The Council of Medical Specialty Societies and the National Health Council, for example, released a report (PDF) that lays out the steps that established research organizations can take to start to include patient input.
It is progress to ask patients what their priorities are, as this paper shows is possible: Priority setting partnership to identify the top 10 research priorities for the management of Parkinson’s disease (BMJ Open; 2014)
Here are a couple of models for truly patient-led registries:
Count Me In (Here’s a story about how they are finding clues about angiosarcoma’s genetic roots.)
Genetic Alliance calls their work advocacy-led research and calls for people to not only become research participants but drivers (ding ding ding!)
On our panel, I’m hoping we can break open the biomedical research paradigm, ask provocative questions about why things are the way they are, show how people can learn to solve their own health mysteries, AND outline practical steps that establishment institutions can take. It’s a tall order so please wish us luck!
Gary Wolf says
I read the paper Susannah cited above. It’s really interesting. Full text is here: https://bmjopen.bmj.com/content/bmjopen/4/12/e006434.full.pdf.
The #2 priority for research set by this consultation process was: ” What approaches are helpful for reducing stress and anxiety in people with Parkinson’s?”
Raymond Bruce says
I appreciate your insightful work, but with Covid-19 disproportionately affecting Black and Hispanic populations, why are they not represented on this panel?
Susannah Fox says
Thank you for pointing that out. Inclusion of BIPOC perspectives is important to the public conversation. I will do better in the future.
Susannah Fox says
Hannah Davis, one of our panelists, shared her experience as a COVID-19 long-hauler on Twitter on Sunday, July 26, and her thread has gone viral. If you want to check it out, start here.
She lists her own symptoms, along with the bizarre ones being experienced by other long-haulers, and some of the challenges they have faced, such as poor access to testing and skepticism from both clinicians and public officials. The good news is that these patients have been able to find each other online, track their symptoms, share their stories (with each other AND the rest of us), learn about how to advocate for themselves, and (finally!) start to gain the attention and respect they have deserved all along.
Their struggle parallels the work I’ve seen in other patient communities:
1) Isolation. You not only feel alone but you are also told you are an extremely rare case. (This is what I call Stage Zero of peer-to-peer health care.)
2) Connection. The moment when you hear about, read about, or even connect directly with someone else who shares your symptoms, diagnosis, life stage, or whatever characterizes your health status. (Stage One of peer-to-peer health care.)
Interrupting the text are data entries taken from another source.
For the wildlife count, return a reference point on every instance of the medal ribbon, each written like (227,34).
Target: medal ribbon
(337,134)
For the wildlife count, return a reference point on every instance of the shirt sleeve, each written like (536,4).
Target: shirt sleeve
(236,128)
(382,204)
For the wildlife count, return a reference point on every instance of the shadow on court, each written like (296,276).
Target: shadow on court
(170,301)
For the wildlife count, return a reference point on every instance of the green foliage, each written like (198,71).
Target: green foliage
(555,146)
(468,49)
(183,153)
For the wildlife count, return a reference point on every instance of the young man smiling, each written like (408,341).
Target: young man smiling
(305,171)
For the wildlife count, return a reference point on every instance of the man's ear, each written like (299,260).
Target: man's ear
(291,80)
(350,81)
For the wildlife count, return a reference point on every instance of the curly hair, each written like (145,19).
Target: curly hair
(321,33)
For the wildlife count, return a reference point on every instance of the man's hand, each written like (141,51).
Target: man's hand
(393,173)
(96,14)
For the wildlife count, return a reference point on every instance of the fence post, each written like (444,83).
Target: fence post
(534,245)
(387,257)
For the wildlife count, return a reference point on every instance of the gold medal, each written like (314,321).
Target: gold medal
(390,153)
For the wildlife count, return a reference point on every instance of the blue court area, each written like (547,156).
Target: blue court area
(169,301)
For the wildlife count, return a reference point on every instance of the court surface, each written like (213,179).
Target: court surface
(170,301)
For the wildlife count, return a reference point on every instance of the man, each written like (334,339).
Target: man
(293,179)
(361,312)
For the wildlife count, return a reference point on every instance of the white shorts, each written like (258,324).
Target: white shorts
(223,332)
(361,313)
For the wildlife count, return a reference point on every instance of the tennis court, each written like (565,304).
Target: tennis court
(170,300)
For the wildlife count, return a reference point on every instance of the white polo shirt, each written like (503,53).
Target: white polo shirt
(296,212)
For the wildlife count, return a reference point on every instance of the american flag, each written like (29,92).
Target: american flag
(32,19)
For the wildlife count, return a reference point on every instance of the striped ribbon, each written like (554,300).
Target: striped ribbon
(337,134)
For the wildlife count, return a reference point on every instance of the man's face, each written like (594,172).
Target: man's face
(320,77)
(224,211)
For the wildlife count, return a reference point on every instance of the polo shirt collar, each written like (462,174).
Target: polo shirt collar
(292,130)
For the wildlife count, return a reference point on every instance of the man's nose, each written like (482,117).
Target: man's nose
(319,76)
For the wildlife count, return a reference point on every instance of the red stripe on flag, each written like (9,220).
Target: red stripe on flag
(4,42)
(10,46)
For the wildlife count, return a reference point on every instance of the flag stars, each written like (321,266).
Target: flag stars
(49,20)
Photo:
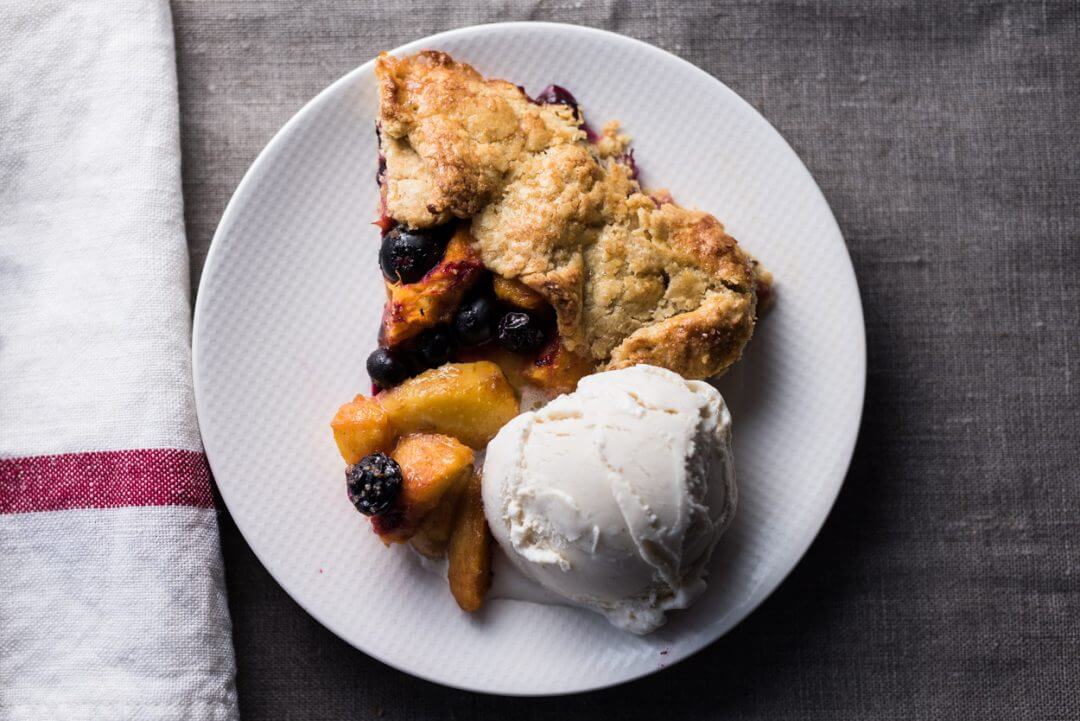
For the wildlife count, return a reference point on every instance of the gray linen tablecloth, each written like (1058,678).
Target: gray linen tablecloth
(946,583)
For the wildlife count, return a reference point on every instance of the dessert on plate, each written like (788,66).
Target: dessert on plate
(522,255)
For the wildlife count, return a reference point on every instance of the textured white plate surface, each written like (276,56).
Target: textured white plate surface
(288,309)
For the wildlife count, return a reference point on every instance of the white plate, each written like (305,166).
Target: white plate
(288,308)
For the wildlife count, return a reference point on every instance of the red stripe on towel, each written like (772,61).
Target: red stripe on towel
(105,479)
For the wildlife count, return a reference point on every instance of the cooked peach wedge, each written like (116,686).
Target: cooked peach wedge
(516,294)
(470,551)
(467,400)
(557,369)
(513,365)
(433,534)
(413,308)
(362,427)
(432,466)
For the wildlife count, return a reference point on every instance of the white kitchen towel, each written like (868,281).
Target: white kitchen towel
(111,589)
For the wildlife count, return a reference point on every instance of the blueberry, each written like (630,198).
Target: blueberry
(520,332)
(474,321)
(556,95)
(407,255)
(435,345)
(387,368)
(374,484)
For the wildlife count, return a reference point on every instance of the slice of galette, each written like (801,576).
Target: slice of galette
(532,201)
(520,254)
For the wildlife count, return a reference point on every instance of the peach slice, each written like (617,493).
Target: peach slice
(361,427)
(557,369)
(470,551)
(516,294)
(432,466)
(468,400)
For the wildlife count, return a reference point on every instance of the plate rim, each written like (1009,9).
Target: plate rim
(413,45)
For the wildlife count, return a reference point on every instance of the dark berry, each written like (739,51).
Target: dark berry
(475,321)
(520,332)
(407,255)
(374,484)
(556,95)
(435,347)
(387,368)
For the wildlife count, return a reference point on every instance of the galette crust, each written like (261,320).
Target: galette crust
(633,277)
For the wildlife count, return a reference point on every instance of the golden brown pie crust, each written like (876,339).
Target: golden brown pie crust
(633,276)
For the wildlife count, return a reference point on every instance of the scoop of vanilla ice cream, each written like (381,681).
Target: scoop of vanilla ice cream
(613,497)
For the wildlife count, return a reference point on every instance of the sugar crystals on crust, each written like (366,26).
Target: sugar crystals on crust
(633,277)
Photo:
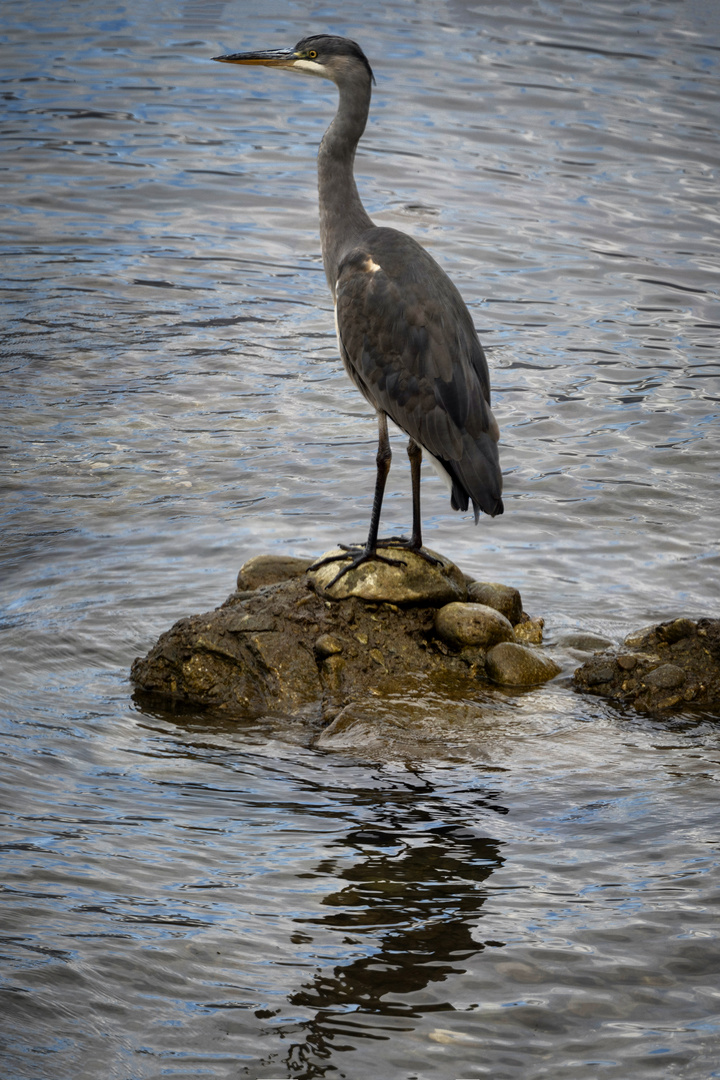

3) Organization. Innovation in small groups. People who have banded together start sharing ideas about how to solve problems they all face. For some COVID-19 long-haulers, that meant joining a group like Body Politic and contributing to their study. Here’s Hannah’s tweet listing such groups. (Stage Two)
4) Resource infusion. Mainstream institutions take notice and start helping. Hannah points to a few examples of this in her thread: Ed Yong’s article about long-haulers in The Atlantic was one turning point – the infusion of media attention is a powerful boost to any social movement. The U.S. Centers for Disease Control acknowledging that 35% of people are not back to normal after the suggested “recovery” period is another example of a mainstream institution adding fuel to the peer network’s fire. I am hoping that inclusion of Hannah & Gina’s insights on this panel is another boost of attention, in this case among the medical societies and academic institutions who run clinical registries. (Stage Three of peer-to-peer health care.)
How might we boost the signal for every stage of peer-to-peer health care, from connection to organization/problem-solving to resource infusion? What are the skills we need to build in people to contribute? And when will we know we have reached Stage Four — scale?
(If you want to learn more about what I mean about peer-to-peer health care, please see this 10-minute cartoon video or this article about innovation among people living with insulin-dependent diabetes.)
Susannah Fox says
This blog is my outboard memory so here is where I will add a few new readings & discoveries:
I started thinking about the differences between a clinical trial and a clinical registry. Trials are investigational and dictate interventions. Registries are observational, retrospective, and do not necessarily tell clinicians and patients what treatments to try.
As Dr. Nancy J. Stark wrote in 2012: “Putting it simply, in a clinical trial we tell the investigators how to do it, in a registry study we observe how they actually did it.”
For more detail, see “Patient registries vs. Clinical trials” (Eversheds Sutherland, 2013)
And for a modern perspective, with implications for pandemic response, see: Digitizing clinical trials (Inan, O.T., Tenaerts, P., Prindiville, S.A. et al. npj Digital Medicine 3, 101; 2020). From the abstract (emphasis added):
“The traditional clinical trials system acts as a quality funnel for the development and implementation of new drugs, devices and health system interventions. The concept of a ‘digital clinical trial’ involves leveraging digital technology to improve participant access, engagement, trial-related measurements, and/or interventions, enable concealed randomized intervention allocation, and has the potential to transform clinical trials and to lower their cost.”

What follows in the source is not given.